Ron Foster, the president and CEO of California-based Foster Farms, announced Thursday that he will step down from those positions within the poultry company, according to the Modesto Bee. However, he will remain an owner and board member.
Foster, 56, has served for 11 years as head of the company that his grandparents founded 75 years ago. He will remain as president and CEO until a replacement is named.
Beginning in early 2013, Foster led the company through two high-profile Salmonella Heidelberg outbreaks. The first sickened at least 134 people, primarily in Washington and Oregon, while the second sickened at least 634 people, including 490 Californians.
At the same time, under Foster’s leadership, the company has been celebrated by public figures, including Sen.
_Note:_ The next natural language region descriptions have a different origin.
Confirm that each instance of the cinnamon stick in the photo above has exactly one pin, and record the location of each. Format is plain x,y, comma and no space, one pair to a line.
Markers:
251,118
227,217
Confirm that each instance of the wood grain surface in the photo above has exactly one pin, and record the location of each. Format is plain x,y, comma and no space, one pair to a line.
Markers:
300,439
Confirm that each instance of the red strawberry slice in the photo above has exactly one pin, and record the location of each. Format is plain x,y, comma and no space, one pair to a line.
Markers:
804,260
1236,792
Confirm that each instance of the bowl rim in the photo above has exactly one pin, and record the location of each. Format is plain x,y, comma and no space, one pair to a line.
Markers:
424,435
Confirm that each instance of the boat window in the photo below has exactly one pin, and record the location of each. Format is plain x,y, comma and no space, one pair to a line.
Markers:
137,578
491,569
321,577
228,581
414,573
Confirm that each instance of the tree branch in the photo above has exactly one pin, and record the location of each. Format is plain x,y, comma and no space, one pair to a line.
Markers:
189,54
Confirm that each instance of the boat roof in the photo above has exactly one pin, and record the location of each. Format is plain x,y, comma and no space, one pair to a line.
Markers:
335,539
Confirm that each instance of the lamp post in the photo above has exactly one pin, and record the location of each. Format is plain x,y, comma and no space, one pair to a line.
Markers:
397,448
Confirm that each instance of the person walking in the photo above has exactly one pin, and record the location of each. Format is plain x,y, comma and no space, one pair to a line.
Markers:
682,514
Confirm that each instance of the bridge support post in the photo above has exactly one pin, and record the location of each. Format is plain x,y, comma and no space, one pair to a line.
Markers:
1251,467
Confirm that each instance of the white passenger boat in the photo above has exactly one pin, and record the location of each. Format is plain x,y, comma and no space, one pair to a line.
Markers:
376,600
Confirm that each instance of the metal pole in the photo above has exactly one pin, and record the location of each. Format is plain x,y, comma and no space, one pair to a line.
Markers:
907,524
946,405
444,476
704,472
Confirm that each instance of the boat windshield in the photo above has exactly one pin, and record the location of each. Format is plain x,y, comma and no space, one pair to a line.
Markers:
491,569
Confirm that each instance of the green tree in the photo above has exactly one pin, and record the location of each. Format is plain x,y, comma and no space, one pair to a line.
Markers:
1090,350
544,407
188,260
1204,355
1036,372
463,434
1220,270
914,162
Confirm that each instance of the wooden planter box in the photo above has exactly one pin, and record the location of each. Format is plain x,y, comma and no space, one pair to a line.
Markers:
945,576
Dianne Feinstein (D-CA), for becoming an industry leader in lowering Salmonella contamination. In July, the city council of Livingston, CA, where Foster Farms is headquartered, presented Foster with a key to the city.
Recent Food Safety and Inspection Service data suggest that fewer than 5 percent of Foster Farms chicken parts are contaminated with Salmonella, compared to the industry average of about 20 percent. Despite those numbers, the company has made more headlines for its Salmonella problems than any other in the poultry industry.
“I have greatly enjoyed the past 11 years as your CEO,” Foster said in a letter to employees announcing his resignation. “During this period, we have witnessed some of the most challenging and some of the most rewarding times in our company’s history. I am confident that Foster Farms is positioned to do great things.”
Company executives reportedly told the Modesto Bee that the two recent Salmonella outbreaks led to a 25-percent drop in sales, which have since recovered.